In two weeks, on March 19th, the environmental, public health and food safety (ENVI) committee of the European Parliament will vote on the reform of the pharmaceutical legislation. This proposal put forward by the European Commission in April 2023 has been the centre-stage of a deeply rooted divide in the European Parliament. It opposes Members of the European Parliament wanting to find a short term solution at EU level for the accessibility of medicines – even if such an issue is done to the detriment of the actual future development of medicines – and those not willing to sacrifice Europe’s ability to innovate for the benefits of patients.
At Servier, we are committed to therapeutic progress to serve patient needs, therefore it is obvious that we are strongly involved in finding solutions to the access challenge in Europe. However, we are convinced the proposal put on the table will not reach the objective set, and on the contrary will undermine companies’ ability to follow the science and innovate.
The outcome of the vote happening in two weeks and the impact it will have on the pharmaceutical industry cannot be understated. It will have a durable impact on the way research and development is conducted in Europe, shaping the environment for the future.
In more details, the proposed text will review research incentives lowering them down and modulating them based on various criteria, some falling outside of the company’s responsibility, thus introducing a major element of unpredictability to the system. In particular, incentives would be modulated based on whether the product is launched in the 27 Member States of the EU. While industry can decide when to file for pricing and reimbursement, therefore starting the process in a given country, it does not control the length of those processes. Therefore, modulating the incentives based on an aspect that the industry does not control is not efficient, and it will not accelerate access to the medicines for the patients. It will only accentuate the lower attractiveness of the continent and jeopardize the competitiveness of the European market.
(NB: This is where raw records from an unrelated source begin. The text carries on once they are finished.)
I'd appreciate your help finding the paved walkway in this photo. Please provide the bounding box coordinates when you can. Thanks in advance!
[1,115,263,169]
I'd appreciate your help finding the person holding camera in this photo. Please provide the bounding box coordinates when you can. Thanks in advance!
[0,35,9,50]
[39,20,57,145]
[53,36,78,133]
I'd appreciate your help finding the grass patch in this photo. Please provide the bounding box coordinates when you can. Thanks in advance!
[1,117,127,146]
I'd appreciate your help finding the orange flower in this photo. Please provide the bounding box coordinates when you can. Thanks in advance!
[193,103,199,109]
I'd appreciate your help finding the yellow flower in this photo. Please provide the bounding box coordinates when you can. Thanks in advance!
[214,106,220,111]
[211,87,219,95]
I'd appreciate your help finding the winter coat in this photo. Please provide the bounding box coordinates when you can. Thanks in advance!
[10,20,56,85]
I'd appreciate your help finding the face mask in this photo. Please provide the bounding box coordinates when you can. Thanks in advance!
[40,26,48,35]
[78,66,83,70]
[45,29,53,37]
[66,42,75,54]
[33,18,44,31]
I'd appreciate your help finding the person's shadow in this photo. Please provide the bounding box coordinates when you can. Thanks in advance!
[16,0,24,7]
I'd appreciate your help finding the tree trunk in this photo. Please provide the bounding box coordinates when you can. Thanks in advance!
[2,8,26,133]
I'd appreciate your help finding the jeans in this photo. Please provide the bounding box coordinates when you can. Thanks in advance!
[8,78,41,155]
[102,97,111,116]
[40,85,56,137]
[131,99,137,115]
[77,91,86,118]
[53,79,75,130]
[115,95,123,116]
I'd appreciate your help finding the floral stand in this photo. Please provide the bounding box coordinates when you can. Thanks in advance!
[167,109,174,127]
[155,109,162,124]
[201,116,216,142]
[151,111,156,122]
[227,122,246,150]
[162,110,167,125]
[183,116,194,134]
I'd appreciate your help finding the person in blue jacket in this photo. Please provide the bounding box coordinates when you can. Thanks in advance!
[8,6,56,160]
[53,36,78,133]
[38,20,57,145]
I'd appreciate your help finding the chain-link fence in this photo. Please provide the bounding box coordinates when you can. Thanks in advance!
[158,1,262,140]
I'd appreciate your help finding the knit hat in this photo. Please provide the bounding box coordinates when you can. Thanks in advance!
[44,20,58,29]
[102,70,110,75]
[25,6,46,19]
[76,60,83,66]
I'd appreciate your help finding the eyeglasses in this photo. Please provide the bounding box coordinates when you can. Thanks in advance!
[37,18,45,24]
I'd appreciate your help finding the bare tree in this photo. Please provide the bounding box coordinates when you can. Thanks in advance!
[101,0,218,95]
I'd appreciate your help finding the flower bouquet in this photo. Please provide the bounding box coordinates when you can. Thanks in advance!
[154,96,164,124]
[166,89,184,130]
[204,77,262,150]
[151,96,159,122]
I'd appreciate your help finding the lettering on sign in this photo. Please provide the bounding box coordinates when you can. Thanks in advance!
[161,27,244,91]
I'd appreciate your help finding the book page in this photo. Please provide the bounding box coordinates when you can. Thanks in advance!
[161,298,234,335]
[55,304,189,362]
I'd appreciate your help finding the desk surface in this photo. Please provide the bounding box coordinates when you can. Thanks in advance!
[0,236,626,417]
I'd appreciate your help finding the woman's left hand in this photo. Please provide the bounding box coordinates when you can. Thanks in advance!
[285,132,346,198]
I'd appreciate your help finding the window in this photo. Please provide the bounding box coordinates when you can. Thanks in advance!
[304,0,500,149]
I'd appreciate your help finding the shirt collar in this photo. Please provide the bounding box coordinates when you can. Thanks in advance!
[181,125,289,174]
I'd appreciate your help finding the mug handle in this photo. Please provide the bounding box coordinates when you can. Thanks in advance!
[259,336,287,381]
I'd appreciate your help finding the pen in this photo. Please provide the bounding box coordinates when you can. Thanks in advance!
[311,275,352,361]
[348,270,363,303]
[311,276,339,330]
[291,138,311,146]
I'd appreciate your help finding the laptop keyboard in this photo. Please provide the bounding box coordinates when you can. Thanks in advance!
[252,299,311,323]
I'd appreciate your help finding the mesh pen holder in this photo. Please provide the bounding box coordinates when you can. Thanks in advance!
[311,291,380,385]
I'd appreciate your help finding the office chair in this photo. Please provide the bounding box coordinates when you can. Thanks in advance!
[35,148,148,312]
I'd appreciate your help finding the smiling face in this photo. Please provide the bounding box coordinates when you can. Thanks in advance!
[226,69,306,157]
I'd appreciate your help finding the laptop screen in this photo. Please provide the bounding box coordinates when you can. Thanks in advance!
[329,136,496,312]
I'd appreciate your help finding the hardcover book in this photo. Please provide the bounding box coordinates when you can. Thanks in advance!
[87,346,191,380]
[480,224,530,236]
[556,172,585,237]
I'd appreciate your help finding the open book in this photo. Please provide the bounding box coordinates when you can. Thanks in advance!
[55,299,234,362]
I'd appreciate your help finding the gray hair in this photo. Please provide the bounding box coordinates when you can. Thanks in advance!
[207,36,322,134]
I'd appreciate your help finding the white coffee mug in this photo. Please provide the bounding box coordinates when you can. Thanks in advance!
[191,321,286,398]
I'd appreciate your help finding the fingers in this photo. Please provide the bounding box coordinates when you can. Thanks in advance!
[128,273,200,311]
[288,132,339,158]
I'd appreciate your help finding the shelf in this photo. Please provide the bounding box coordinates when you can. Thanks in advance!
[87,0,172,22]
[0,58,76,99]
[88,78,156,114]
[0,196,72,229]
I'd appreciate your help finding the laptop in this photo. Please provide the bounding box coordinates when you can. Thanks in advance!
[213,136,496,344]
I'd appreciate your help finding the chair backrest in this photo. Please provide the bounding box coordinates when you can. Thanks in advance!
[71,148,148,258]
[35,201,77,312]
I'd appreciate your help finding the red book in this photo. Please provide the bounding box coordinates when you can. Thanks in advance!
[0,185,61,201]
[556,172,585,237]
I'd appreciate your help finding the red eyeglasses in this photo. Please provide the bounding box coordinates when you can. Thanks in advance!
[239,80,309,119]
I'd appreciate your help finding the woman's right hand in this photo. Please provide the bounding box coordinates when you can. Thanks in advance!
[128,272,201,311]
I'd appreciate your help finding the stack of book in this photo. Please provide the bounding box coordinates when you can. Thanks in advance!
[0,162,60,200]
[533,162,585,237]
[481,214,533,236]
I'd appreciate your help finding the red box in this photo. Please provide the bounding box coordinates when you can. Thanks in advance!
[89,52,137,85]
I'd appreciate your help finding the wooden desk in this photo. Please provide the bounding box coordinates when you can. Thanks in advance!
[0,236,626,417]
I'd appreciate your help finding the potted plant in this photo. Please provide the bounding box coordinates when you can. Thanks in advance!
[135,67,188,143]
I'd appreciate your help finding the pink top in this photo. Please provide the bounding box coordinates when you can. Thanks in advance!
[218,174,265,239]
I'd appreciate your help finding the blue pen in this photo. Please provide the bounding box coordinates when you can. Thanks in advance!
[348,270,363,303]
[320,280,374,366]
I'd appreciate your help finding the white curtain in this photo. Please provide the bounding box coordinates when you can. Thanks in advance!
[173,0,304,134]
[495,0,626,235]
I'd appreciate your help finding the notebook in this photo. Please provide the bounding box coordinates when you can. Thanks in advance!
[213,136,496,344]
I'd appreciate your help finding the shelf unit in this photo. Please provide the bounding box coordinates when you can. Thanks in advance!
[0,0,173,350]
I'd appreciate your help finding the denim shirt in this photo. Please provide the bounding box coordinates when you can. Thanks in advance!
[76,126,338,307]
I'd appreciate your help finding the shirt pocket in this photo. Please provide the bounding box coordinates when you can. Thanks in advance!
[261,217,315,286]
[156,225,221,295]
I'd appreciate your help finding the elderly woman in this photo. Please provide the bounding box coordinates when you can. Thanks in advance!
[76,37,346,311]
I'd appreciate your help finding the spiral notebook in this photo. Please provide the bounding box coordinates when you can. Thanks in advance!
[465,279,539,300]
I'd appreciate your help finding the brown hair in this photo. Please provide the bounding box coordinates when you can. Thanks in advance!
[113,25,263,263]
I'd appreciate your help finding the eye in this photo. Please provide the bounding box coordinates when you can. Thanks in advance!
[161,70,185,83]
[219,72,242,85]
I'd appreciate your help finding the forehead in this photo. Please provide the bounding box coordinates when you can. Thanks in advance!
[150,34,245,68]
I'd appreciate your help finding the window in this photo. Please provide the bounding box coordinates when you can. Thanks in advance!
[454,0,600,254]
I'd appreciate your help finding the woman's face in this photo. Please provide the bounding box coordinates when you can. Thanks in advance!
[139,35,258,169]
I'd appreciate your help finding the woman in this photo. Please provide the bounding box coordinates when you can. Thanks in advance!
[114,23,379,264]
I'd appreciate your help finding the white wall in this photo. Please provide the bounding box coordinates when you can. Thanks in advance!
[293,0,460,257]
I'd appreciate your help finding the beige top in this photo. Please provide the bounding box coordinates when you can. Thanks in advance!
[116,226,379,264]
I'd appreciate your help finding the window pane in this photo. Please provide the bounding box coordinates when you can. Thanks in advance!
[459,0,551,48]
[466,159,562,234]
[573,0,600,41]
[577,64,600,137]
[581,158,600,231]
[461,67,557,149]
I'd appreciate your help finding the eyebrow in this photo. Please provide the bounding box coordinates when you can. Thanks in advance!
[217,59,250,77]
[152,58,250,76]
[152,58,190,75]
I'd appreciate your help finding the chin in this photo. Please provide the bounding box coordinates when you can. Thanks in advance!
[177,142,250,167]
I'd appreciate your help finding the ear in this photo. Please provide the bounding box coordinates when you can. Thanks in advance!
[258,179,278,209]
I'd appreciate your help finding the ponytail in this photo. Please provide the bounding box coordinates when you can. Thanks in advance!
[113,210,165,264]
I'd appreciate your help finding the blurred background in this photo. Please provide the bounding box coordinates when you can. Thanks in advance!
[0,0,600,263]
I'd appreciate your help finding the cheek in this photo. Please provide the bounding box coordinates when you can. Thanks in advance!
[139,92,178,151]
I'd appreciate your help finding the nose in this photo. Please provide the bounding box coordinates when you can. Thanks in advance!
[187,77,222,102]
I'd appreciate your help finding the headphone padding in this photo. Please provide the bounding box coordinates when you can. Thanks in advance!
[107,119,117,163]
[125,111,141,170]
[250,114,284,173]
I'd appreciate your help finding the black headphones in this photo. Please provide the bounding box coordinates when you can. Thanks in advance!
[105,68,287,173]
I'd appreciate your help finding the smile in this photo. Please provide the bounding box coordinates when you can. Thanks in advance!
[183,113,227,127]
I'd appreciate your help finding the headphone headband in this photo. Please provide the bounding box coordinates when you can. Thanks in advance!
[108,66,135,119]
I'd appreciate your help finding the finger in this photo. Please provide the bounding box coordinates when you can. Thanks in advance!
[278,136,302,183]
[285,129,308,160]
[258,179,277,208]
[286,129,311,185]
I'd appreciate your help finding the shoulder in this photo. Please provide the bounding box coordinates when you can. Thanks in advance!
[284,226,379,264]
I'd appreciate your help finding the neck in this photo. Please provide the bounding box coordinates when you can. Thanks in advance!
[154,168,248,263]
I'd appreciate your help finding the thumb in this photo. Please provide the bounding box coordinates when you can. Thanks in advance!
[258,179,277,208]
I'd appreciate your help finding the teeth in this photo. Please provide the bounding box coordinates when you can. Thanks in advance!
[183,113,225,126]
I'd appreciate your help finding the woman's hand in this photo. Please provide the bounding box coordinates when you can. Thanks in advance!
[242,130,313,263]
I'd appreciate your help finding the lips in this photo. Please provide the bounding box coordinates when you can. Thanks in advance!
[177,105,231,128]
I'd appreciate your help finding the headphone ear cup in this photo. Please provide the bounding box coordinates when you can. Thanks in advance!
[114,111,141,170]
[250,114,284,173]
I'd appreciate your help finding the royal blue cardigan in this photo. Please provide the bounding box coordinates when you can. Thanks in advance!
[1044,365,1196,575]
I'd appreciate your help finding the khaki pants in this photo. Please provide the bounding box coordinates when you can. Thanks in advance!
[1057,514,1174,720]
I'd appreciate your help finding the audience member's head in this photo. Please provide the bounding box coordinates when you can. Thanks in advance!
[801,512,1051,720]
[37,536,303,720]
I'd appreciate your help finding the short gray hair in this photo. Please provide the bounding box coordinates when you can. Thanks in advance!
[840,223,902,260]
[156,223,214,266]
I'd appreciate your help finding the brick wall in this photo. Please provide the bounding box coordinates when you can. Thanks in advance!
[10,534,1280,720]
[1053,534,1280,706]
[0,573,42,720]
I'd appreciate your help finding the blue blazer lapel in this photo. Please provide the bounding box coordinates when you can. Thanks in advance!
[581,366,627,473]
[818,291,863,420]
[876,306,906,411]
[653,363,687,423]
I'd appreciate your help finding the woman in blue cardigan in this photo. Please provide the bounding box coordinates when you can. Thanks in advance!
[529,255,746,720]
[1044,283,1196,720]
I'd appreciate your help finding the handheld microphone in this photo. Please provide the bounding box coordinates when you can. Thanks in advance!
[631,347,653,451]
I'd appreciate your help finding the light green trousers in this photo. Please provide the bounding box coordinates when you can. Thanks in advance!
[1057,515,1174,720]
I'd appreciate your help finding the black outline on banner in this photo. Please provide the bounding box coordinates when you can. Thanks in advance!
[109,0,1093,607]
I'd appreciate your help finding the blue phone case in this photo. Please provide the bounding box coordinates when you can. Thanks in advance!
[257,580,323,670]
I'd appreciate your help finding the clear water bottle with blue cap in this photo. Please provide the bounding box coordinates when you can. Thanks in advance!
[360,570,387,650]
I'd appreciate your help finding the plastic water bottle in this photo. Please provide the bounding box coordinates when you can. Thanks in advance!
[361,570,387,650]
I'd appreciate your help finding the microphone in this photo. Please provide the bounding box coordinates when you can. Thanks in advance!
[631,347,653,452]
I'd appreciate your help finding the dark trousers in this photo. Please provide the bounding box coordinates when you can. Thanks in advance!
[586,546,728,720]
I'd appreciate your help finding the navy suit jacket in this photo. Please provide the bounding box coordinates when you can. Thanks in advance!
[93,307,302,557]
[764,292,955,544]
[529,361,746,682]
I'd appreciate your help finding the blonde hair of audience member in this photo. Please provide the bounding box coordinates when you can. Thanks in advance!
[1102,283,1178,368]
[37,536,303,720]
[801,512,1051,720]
The research journey is already risky, lengthy and costly. There are many trials and errors before finding a medicine that will bring benefits to patients. Such a difficult journey requires long-term investment that will be deterred by an increasing level of unpredictability. This long-term investment is essential to all developments, but especially to the development of medicines for small populations (such as rare and paediatric diseases) where there are additional barriers to research, from sparse scientific knowledge to difficulties in recruiting for clinical trials. Medicines developed for rare diseases often stem from decades of research in other disease areas, providing valuable insights in how specific diseases come to be. Destabilizing one of the building blocks of the carefully crafted R&D process could therefore have devastating consequences.
In an increasingly polarized world, where geopolitical considerations cannot be overlooked, and questions are raised on health sovereignty, interdependencies and open strategic autonomy, it is essential to take a holistic approach. It is not possible from a political perspective to call on a resilient European Union, while from a working level, increase the burden and jeopardize the ability to operate on the continent.
While discussions on the general pharmaceutical legislation often focus on the incentives’ framework, the regulatory process or its supply chain, this file doesn’t exist in a vacuum. References are spread out within its pages to other legislations, such as environmental files that have been put forward at EU-level. Those texts are being discussed in parallel, with many of them containing provisions that could hinder access to medicines in the EU by banning substances in medicines that do not yet have alternatives or by further increasing the cost of European manufacturing. Discussions on the competitiveness of the industry cannot focus on one aspect of our industry without considering the entire lifecycle of a medicine.
As the Parliament gears up towards voting on the pharmaceutical legislation, a choice will need to be made – does the EU truly wants to be a world innovator? If that is the case, it will have to face one of its main contradictions. Policies cannot be siloed, without taking into consideration the impact on other areas which might contradict the very same objectives the Commission wants to achieve. If the EU does not adopt a holistic approach, bearing in mind the possible repercussions on competitiveness of its legislation, we risk Europe becoming a second-tier region, with not only R&D but also production being moved outside of our borders.
There is still time to rectify the course and work with all stakeholders to find a balanced approach that won’t undermine the well-being of EU citizens. The time to act is now!